Kopyalanan Genler Mayadaki Dayanıklılığı Azaltabilir
Araştırmacılar bazı kopyalanmış maya genlerinin, bağımlılık geliştirdiğini keşfettiler- bir kopyanın kaybedilmesi diğerinin başarısızlığına yol açıyor.
Gen kopyalanması, türler içindeki işlevsel çeşitliliğe büyük katkıda bulunur. Bazen bir genin fazladan kopyaları, başarısız olduğunda telafi etmek için yedek mekanizma görevi görebilir. Geçenlerde yayınlanan bir maya genetik araştırmasına göre, bazı çoğaltılmış çiftler birbirine bağımlıdır ve birinin kaybedilmesi diğerinin başarısız olmasına yol açar.
Kanada’ daki Laval Üniversitesi’ nden evrimsel genetikçi olan yazar Christian Landry, “ İnsanların yıllar önce tanımladığı ana mekanizmalardan biri, gen kopyalanmasının hücrelerin sağlamlığını geliştirmesiydi” dedi. “ Eğer genin iki kopyasından birini kaldırırsanız hiçbir şey olmaz şeklinde genetik düzeyde gözlemler yapılmıştı.”
Landry ve meslektaşları, kopyalanmış genlerin elenip çıkartılmasının protein-protein etkileşimleri üzerinde aynı etkiye sahip olup olmayacağını belirlemeye çalıştı. Bunu yapmak için, Mayalardaki 56 paraloğa(kopyalanmış genler) bakarak bir genin atılışının hücredeki protein etkileşimlerini nasıl etkileyeceğini incelediler. Protein-protein etkileşimlerini görselleştirmek için, araştırmacılar yeniden oluşturulan proteinlere, belirli hücresel büyüme koşulları altında etkileşime girdiklerinde haber verecek bir muhbir enzim bağladılar. Landry, “ Eğer hücre spesifik ortamda büyüyorsa, protein arasındaki etkileşimleri tespit edebiliriz” dedi.
Araştırmacılar, incelenen 56 çiftten 22’ sinde umduklarını buldular. Bir paralog kaldırıldığında, diğeri ortağının kaybını telafi ederek, kaybedilen kopyayla etkileşime giren proteinlerle etkileşim kuruyordu.

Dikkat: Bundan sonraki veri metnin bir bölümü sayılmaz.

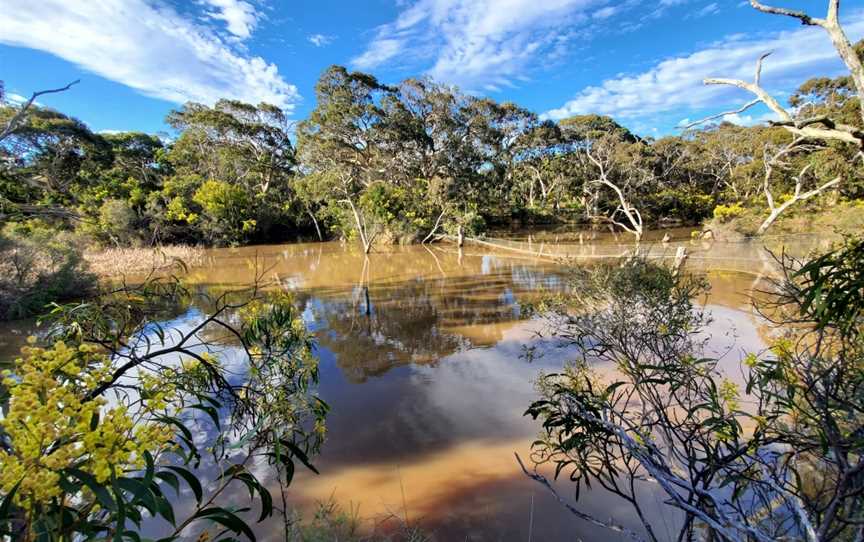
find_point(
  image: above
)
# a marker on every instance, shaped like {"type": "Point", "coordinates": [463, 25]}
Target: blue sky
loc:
{"type": "Point", "coordinates": [641, 61]}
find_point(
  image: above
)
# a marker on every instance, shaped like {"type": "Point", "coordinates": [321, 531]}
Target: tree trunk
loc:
{"type": "Point", "coordinates": [315, 222]}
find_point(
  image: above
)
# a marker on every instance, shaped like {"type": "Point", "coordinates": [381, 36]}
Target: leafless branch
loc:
{"type": "Point", "coordinates": [16, 120]}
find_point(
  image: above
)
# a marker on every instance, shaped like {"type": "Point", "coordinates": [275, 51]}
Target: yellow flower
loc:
{"type": "Point", "coordinates": [51, 424]}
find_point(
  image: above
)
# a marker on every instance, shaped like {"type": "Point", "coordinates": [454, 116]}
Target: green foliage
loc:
{"type": "Point", "coordinates": [224, 211]}
{"type": "Point", "coordinates": [725, 213]}
{"type": "Point", "coordinates": [97, 466]}
{"type": "Point", "coordinates": [38, 267]}
{"type": "Point", "coordinates": [777, 447]}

Çalışmaya katılmayan Michigan Üniversitesinden moleküler genetikçi Jianzhi George Zhang “ Genlerin telafisi bilimde yeni değil fakat keşfettikleri spesifik fenomen yeni” diye belirtti. “genellikle bir kopyayı silerseniz, işlev kopmuyor çünkü diğer kopya silinenin işini yapıyor. Burada bir kopyayı sildiğinizde diğerinin işlevini geliştirdiğini ve diğer kopyayı aktif olarak telafi ettiğini söylüyorlar.”
Araştırmacılar çiftlerin 22’sinde bağımlılık gözlemlediler; paraloglardan birini kaldırdıklarında, diğeride proteinlerle olan etkileşimlerini kaybettiler. “ Bir kopyanın kaldırılması, iki kopyanın kaldırılmasıyla olacakların aynısıydı.” Dedi Landry. “ İşte bu yüzden daha kırılgan hala geliyor diyoruz…Önceden mutasyona uğratabileceğiniz bir geniniz varken, şimdi aynı işlevi bozmak için mutasyona uğratabileceğiniz iki geniniz var.”

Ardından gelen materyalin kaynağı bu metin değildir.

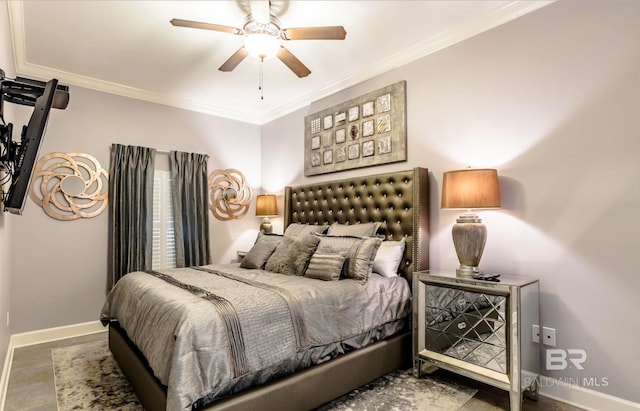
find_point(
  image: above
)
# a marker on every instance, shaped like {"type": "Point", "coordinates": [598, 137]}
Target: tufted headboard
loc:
{"type": "Point", "coordinates": [400, 200]}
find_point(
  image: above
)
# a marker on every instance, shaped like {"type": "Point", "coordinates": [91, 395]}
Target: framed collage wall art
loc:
{"type": "Point", "coordinates": [365, 131]}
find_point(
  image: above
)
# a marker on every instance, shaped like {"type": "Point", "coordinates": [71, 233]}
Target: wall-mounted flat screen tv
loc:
{"type": "Point", "coordinates": [26, 153]}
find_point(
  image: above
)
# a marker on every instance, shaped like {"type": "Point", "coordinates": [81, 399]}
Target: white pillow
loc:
{"type": "Point", "coordinates": [388, 258]}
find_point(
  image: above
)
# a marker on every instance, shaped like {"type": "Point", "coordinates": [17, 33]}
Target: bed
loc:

Fakat araştırmaya dahil olmayan bazı uzmanlar, yazarların kırılganlığa yol açan gen kopyalanmalarının kanıtlarını gösterdiklerini kabul etmiyorlar.

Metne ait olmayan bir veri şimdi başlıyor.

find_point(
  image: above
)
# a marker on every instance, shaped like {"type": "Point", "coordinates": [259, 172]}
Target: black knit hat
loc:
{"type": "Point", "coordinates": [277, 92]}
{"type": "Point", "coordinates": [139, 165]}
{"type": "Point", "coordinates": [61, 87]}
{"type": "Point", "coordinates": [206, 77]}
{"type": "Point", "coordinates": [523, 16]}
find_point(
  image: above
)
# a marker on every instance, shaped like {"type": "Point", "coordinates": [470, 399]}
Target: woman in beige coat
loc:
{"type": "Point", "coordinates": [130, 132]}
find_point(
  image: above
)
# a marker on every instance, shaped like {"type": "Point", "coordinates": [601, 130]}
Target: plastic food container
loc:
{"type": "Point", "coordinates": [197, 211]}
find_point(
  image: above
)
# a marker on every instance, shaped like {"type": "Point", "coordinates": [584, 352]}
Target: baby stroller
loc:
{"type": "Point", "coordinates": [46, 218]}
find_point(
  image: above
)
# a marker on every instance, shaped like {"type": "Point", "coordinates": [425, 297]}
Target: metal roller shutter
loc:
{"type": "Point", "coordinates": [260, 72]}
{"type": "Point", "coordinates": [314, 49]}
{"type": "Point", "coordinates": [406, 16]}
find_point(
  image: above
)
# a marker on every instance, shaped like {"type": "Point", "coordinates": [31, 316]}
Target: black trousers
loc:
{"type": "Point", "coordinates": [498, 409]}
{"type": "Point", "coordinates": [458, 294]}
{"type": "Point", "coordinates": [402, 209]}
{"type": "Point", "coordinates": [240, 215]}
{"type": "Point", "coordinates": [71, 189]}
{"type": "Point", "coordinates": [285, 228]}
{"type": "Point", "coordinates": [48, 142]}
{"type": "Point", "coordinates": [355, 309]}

Dublin Kollej Üniversitesinden genom gelişim ve biyoinformatik Profesörü Kenneth Wolfe, “Bağımlılık kesinlikle bana göre yeni bir şey ve oldukça ilginç bir keşif. Ancak bağımlılığın varlığının, kopyalanmış bir genle modern organizmayı, kopyalanmış bir gen çifti olmaksızın atasal organizmada var olan ağa göre daha kırılgan bir ağa sahip olduğunu söylemek, bence bu tartışmalı bir yorum.” dedi.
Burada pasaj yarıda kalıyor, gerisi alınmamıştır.